How LLMs and humans collaborate on documentation updates.


Principle: LLM-Driven, Human-in-the-Loop

Default: LLM executes autonomously using code, docs, and patterns as sources of truth.

Human involvement: Only for review gates and high-value questions that can't be answered from available sources.


When LLM Proceeds Autonomously

LLM Can Execute Without Human

TaskSources LLM Uses
Identify code changesgit diff, git log
Map changes to SRS domainsDomain mappings (archived: PASS_C_DOMAIN_MAPPING.md)
Extract inventories (schema, events, jobs)Code analysis
Write new requirementsSRS templates + code analysis
Update SDD sectionsExisting SDD patterns + code analysis
Update code_tags.jsoncode_tags.json structure + existing entries
Add Implementation sectionsCode boundary analysis
Run validation scriptsAutomated checks
Create Change Manifestsgit + PRD analysis

LLM Decision Framework

Can I find the answer in code? -> Yes -> Proceed
Can I find the answer in existing docs? -> Yes -> Proceed
Is this a pattern we've established? -> Yes -> Apply pattern
Does this require product/business context? -> Yes -> Ask human
Is this a subjective/policy decision? -> Yes -> Ask human

When to Involve Human

Review Gates (Human Must Approve Before Continuing)
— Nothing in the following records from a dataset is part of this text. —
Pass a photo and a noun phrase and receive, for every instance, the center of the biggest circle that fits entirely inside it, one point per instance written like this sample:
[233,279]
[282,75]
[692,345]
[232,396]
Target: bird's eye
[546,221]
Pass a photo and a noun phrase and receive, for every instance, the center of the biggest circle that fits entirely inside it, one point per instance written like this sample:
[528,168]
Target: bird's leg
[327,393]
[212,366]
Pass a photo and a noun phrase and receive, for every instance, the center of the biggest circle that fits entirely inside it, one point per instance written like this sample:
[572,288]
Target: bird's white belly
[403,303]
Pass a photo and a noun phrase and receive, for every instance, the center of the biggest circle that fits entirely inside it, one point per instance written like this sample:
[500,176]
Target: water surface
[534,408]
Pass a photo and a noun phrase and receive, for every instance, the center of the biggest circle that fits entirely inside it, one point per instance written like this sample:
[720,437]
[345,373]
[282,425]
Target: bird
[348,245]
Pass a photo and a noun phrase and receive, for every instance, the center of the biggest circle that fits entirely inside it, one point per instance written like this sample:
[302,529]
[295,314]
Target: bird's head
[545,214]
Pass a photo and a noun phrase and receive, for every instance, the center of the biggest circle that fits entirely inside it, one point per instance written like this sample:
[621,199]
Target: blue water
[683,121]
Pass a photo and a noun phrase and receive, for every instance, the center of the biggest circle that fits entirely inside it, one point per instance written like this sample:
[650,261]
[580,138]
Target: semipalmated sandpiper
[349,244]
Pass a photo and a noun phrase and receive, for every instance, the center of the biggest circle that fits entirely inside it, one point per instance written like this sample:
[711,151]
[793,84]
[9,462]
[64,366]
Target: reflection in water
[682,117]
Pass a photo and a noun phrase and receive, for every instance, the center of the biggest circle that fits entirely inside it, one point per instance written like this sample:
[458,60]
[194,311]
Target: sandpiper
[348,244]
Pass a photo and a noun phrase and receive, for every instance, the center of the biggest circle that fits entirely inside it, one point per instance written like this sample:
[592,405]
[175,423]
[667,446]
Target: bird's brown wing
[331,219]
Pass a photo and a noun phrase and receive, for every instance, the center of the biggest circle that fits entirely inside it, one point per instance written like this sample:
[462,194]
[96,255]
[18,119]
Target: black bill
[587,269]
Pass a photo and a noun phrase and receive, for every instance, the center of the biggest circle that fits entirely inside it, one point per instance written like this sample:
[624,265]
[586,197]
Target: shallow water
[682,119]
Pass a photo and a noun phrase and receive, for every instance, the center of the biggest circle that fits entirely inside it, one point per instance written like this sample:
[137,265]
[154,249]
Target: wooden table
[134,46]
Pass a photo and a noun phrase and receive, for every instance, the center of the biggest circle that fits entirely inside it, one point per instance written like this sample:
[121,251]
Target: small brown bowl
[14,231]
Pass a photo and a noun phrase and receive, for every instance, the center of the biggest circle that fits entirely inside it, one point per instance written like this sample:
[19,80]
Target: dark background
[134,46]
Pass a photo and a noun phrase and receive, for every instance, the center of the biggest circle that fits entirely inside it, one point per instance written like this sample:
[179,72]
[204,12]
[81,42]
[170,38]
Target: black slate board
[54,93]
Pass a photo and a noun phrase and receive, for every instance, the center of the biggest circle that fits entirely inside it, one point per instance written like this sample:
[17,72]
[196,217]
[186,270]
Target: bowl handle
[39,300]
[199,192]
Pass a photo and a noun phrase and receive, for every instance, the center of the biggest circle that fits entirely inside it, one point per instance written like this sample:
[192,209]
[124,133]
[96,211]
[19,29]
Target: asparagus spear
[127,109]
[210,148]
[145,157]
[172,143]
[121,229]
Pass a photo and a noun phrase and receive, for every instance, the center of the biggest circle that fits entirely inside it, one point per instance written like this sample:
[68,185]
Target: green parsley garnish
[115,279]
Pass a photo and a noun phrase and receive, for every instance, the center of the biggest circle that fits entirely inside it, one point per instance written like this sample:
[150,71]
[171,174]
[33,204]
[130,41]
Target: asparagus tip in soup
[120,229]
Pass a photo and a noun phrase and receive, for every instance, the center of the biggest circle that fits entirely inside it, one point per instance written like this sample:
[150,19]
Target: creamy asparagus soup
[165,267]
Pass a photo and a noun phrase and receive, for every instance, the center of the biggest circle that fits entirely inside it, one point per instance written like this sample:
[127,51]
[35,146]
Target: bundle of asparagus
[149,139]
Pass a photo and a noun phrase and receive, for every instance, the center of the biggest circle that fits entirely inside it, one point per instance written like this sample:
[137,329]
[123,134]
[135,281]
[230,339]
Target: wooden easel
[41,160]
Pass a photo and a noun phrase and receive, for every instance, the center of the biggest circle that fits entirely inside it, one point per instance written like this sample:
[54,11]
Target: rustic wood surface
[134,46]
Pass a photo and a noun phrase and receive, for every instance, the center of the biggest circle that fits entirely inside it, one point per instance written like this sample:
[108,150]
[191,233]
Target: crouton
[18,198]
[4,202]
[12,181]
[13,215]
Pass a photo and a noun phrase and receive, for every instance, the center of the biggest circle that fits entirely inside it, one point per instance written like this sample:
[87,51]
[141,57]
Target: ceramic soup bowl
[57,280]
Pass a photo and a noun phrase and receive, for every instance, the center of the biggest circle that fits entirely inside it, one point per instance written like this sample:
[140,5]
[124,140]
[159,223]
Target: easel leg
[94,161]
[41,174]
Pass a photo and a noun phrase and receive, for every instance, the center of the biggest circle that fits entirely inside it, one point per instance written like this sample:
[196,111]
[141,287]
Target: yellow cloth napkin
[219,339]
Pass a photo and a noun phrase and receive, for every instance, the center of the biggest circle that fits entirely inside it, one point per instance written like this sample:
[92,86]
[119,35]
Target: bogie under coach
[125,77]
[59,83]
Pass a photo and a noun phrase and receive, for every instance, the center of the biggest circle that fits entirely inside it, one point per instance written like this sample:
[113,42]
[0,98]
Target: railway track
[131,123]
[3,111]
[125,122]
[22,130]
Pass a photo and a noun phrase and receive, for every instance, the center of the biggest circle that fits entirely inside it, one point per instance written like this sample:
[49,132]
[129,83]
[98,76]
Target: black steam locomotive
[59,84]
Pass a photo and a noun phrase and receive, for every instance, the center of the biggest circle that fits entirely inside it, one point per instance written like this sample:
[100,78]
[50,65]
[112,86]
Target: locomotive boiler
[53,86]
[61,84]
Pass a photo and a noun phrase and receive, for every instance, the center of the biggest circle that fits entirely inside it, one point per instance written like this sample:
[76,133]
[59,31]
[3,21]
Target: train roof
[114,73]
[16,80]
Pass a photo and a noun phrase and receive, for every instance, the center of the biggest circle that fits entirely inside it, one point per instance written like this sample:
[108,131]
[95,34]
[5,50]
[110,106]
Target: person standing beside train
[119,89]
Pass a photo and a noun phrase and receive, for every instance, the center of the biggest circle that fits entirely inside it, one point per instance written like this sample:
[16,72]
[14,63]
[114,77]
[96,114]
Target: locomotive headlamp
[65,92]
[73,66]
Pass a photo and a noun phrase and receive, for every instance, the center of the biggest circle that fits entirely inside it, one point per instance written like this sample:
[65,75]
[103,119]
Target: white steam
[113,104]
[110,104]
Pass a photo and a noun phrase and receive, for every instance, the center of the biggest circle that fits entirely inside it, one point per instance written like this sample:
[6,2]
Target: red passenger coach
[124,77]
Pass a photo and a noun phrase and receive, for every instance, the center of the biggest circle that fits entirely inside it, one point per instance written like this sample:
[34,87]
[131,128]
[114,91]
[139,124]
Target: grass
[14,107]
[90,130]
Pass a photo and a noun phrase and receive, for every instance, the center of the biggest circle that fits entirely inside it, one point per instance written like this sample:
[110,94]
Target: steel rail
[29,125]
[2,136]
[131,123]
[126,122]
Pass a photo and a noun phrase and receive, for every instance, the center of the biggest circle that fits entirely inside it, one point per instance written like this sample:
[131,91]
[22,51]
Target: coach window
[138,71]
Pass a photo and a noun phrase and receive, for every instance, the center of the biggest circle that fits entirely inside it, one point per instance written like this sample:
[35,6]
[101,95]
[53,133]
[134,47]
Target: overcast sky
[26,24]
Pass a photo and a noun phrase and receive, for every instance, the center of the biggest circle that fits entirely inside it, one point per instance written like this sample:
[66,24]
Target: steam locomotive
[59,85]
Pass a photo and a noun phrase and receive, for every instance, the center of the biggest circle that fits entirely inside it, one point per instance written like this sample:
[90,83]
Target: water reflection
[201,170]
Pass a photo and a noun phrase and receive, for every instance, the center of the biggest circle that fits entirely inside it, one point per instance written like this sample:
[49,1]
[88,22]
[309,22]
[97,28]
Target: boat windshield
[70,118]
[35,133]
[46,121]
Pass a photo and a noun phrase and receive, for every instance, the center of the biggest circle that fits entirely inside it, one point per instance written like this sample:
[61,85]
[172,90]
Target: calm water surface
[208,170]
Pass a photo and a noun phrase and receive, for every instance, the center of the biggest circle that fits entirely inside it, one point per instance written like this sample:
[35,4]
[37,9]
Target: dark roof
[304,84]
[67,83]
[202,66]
GateWhat Human ReviewsWhen
Change ManifestCompleteness, missed itemsAfter Phase 1
Impact AnalysisCorrect SRS/SDD mappingAfter Phase 2
New RequirementsStatement, ACs make senseAfter Phase 3
Architecture ChangesDesign decisionsAfter Phase 4
Final ValidationSign-off on releaseAfter Phase 7

Escalation Triggers (LLM Asks Human)

SituationExampleWhat to Ask
Business logic unclear"Why does this rule exist?""What is the business reason for X?"
Conflicting sourcesCode does X, doc says Y"Which is correct: code or doc?"
Missing contextNo doc or code explains behavior"What should happen when X?"
Policy decisionMultiple valid approaches"Which approach do you prefer?"
External knowledgeCustomer requirement, compliance"Is there a constraint I should know?"
Deprecation decisionsShould feature be removed?"Confirm deprecation of X?"

What NOT to Ask Human

Don't AskWhyLLM Should Instead
"Is this requirement format correct?"Template existsFollow SRS templates
"Where should I add the code mapping?"Pattern existsFollow code_tags.json structure
"How do I structure the SDD section?"Pattern existsFollow existing SDD sections
"What's the next REQ ID?"ComputableCount existing IDs
"Does this code implement the requirement?"AnalyzableRead code and determine

Parallelization Patterns

From Learned Experience (archived: CODE_REVIEW_PLAN.md)

Pass A (Gap Closure): Schema gaps || Behavior gaps

  • GAP-013+017 (schema) ran parallel to GAP-027+028 (runtime)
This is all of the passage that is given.